Saving an Endangered Species

In a race against time, the elements and eBay, the UC Santa Barbara Library, in collaboration with L.A.-based collector John Levin, has created the Early Recordings Initiative — the first public-private partnership to promote the preservation and digitization of pre-1903 sound recordings and public access to them.

“The majority of these recordings have been lost due to their sensitivity to humidity and poor handling over the years,” said Levin. “It’s amazing that any of these have survived.”

First invented by Edison in 1877 and made of tinfoil, commercialized early recordings were made on wax cylinders about the size of soda cans. The cylinders have a brown, soaplike texture that makes them extremely fragile.

“Early recordings are like endangered species that scientists know cannot survive in the wild,” said Levin. “These records need special handling and care if they are to survive more than another 20 to 30 years.

“Brown wax cylinders document an important time in our history,” Levin added. “They came before the dawn of mass media and before there was a music industry or commercializing of music and spoken word as a commodity. It’s a time of tremendous change, industrialization, people moving from rural areas to cities, and economic instability.”
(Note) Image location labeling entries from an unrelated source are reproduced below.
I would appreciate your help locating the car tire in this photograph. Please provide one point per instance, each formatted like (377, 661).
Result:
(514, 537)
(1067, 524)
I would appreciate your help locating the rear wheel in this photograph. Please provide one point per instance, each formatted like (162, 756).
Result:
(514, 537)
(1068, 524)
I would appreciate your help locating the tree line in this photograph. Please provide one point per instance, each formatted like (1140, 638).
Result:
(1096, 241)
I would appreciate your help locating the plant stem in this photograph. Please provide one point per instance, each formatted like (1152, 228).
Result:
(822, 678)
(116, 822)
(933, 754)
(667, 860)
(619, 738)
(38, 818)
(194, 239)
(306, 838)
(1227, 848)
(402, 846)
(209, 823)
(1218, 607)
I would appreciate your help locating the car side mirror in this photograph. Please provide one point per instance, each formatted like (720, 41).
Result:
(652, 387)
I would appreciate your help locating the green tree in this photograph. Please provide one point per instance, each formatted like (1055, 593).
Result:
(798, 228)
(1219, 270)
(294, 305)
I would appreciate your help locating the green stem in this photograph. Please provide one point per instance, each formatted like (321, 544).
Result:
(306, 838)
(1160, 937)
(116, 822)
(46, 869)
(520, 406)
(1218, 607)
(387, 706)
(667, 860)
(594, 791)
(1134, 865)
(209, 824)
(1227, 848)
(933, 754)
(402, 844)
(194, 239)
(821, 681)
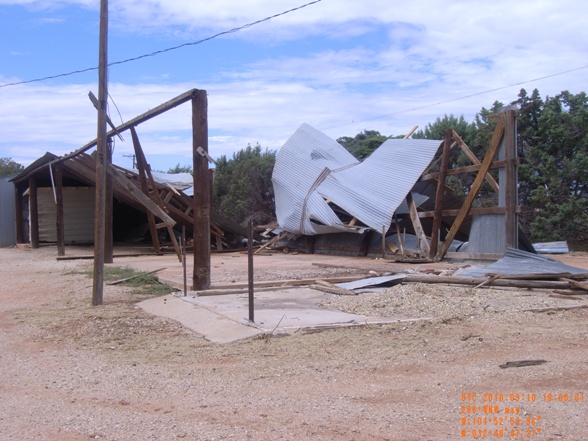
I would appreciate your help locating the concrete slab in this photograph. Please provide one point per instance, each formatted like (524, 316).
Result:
(212, 325)
(224, 318)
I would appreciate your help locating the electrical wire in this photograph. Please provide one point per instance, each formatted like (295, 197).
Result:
(152, 54)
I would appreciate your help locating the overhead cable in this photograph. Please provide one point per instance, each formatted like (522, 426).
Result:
(152, 54)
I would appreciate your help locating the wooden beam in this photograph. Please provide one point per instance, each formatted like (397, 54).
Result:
(162, 108)
(201, 273)
(416, 223)
(33, 213)
(101, 160)
(464, 147)
(18, 209)
(139, 196)
(59, 221)
(492, 149)
(455, 212)
(440, 193)
(510, 184)
(462, 170)
(145, 188)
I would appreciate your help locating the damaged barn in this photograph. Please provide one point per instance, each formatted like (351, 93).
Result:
(391, 204)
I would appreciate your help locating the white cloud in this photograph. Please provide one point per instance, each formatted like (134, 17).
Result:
(430, 53)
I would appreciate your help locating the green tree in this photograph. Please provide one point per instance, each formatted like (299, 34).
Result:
(8, 167)
(243, 189)
(363, 144)
(467, 132)
(555, 170)
(180, 169)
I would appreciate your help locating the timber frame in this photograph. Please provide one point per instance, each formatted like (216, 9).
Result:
(448, 222)
(160, 202)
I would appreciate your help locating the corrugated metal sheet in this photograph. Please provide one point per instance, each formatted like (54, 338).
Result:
(7, 213)
(312, 168)
(78, 210)
(521, 262)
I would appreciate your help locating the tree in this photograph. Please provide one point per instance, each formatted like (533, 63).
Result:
(467, 132)
(8, 167)
(180, 169)
(555, 170)
(243, 189)
(363, 144)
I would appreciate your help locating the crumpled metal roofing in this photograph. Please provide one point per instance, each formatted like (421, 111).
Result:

Cylinders made before 1903 are particularly important as that was the year they began to be mass-produced. Most extant pre-1903 recordings are one-of-a-kind. “When we think of a record now, we think of a record being a copy,” said Levin. “Before 1903, there was almost no such thing as a copy because they were made in small batches.” Unlike printed materials, these early recordings have not been systematically collected, documented or studied — until recently.

UCSB Library has the most extensive collection of early recordings on the West Coast. Its Cylinder Audio Archive is the largest online collection of downloadable historic sound recordings.

The Early Recordings Initiative aims to create options for people to pass their collections on without forcing them to make a choice between donation, compensation or dissolution. Using a collecting strategy common in the art world and applying it to early sound recordings, people can sell, donate or both when giving their collection to UCSB Library.

“People need an incentive not to sell (cylinders) on eBay,” said Levin. “We’ve got to encourage people to get cylinders out of their attics, basements and storage lockers and into long-term preservation and public distribution.”